Tout le monde a sa petite histoire avec ces fichus brigands déguisés en policiers au Gabon. En pleine nuit, comme en plein jour, devant témoins, ils maquillent leurs crimes, en prétextant des contrôles de police durant lesquels, s’ils le pouvaient, ils vous colleraient des amendes pour les poux sur votre tête, les boutons sur vos peaux, et la salive dans votre bouche, des contraventions pour votre ventre plein, pour vos poches encombrées et pour l’air que vous leur soutirez de par votre débrouillardise. Il semble qu’ils vivent mal leurs échecs devant toutes formes de réussite, même les plus minimes, en bref, la sécurité intérieure de tout un pays est assurée par une grosse bande d’aigris qui sévit de la mairie à la police, protégés par la même forme de corruption qui s’offre des poignées de portes en or, pendant que la misère institue sa propre hiérarchie et pousse de plus en plus de gens à leur extrémité. Tout le monde le sait, rien ne se fait, c’est motus et bouche cousue, parce même si au sein de cette organisation, il peut y avoir des exceptions, on a le malheur d’avoir une police corrompue jusqu’à l’os.

Tout le monde sait qu’il s’agit de racket, mais leur racket a plus l’allure d’une toute nouvelle forme de mendicité que d’escroquerie aux yeux de ceux qui font la pluie et le beau temps, quand on sait leur salaire de misère, leurs conditions de vie pitoyables, l’étendue de leur galère. Quand on voit les camps de concentration dans lesquels ils vivent avec toutes leurs familles, on se demande comment ils peuvent oser frapper sur leurs frères, leurs mères, leurs pères ; comment ils font pour obéir aux ordres ; comment ils font pour jouer à la main du maître, quand eux-mêmes sont les déchets visibles d’un système qui ne leur profite pas. Sans rien y comprendre on excuse, leur comportement.

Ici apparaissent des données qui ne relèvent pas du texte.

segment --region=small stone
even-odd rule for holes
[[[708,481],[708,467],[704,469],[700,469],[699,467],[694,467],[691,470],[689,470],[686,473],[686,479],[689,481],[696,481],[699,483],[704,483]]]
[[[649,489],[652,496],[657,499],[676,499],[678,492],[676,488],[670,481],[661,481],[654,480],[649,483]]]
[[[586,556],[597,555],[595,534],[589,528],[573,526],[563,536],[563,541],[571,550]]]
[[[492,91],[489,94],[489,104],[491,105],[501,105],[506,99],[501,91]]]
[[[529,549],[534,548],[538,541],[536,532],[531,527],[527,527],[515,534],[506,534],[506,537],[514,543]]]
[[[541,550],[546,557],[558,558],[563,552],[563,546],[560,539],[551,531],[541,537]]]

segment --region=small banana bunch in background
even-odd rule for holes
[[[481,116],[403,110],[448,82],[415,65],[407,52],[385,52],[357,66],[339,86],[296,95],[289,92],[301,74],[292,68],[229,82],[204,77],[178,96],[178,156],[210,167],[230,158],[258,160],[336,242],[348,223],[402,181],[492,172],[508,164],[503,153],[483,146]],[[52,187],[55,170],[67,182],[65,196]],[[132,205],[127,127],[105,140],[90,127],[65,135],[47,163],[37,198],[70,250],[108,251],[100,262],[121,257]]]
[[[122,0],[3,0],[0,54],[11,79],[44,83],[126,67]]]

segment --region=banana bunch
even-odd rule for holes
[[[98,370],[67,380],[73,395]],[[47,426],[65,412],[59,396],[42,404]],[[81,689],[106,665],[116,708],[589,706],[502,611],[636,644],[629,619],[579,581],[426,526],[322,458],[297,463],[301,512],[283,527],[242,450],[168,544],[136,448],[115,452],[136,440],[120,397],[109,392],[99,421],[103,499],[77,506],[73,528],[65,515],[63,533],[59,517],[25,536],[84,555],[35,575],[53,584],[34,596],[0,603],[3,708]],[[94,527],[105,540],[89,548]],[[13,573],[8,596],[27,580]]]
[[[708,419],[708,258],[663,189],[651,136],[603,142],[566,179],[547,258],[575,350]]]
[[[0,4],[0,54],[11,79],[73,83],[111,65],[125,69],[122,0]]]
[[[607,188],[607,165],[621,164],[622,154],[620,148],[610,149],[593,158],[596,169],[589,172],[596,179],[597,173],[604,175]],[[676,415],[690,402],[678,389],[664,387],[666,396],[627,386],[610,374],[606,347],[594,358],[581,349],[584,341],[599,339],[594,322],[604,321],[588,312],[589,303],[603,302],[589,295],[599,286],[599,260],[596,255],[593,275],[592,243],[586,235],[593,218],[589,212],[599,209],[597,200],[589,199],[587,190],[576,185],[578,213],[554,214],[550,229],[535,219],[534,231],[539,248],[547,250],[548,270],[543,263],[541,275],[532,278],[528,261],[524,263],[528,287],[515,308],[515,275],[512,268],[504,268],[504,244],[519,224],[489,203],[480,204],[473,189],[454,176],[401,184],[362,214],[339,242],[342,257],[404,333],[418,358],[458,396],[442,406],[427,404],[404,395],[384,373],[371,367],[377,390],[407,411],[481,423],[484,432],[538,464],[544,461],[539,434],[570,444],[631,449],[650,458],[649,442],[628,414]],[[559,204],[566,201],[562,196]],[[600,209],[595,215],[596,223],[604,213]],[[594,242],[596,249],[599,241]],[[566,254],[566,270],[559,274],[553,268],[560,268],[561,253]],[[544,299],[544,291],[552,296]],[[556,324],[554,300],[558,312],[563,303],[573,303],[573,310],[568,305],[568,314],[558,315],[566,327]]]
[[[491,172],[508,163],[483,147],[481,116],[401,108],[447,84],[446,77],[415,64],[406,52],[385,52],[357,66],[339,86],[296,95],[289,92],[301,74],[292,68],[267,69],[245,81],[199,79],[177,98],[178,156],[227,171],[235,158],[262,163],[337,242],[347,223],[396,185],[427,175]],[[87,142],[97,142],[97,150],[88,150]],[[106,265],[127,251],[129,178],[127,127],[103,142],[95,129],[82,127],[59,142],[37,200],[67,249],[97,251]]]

Tout le monde sait comment ils s’en prennent aux automobilistes, aux commerçants, au petit peuple. On a même l’impression qu’en fait les bangando (les voyous du quartier, violeurs, menteurs, braqueurs, bagarreurs) se recyclent en allant enfiler l’uniforme, histoire de spolier de manière légitime les gens de la cité et bénéficier de tous les privilèges que peuvent conférer l’uniforme. Tout le monde sait pourtant que ce sont des faux gens, des arrivistes, des illettrés, des pistonnés, des complexés, des ivrognes, des drogués, des désaxés pour la plupart qui finissent par porter l’uniforme de la guigne qu’on assimile à la protection des biens et des personnes à tort et à travers.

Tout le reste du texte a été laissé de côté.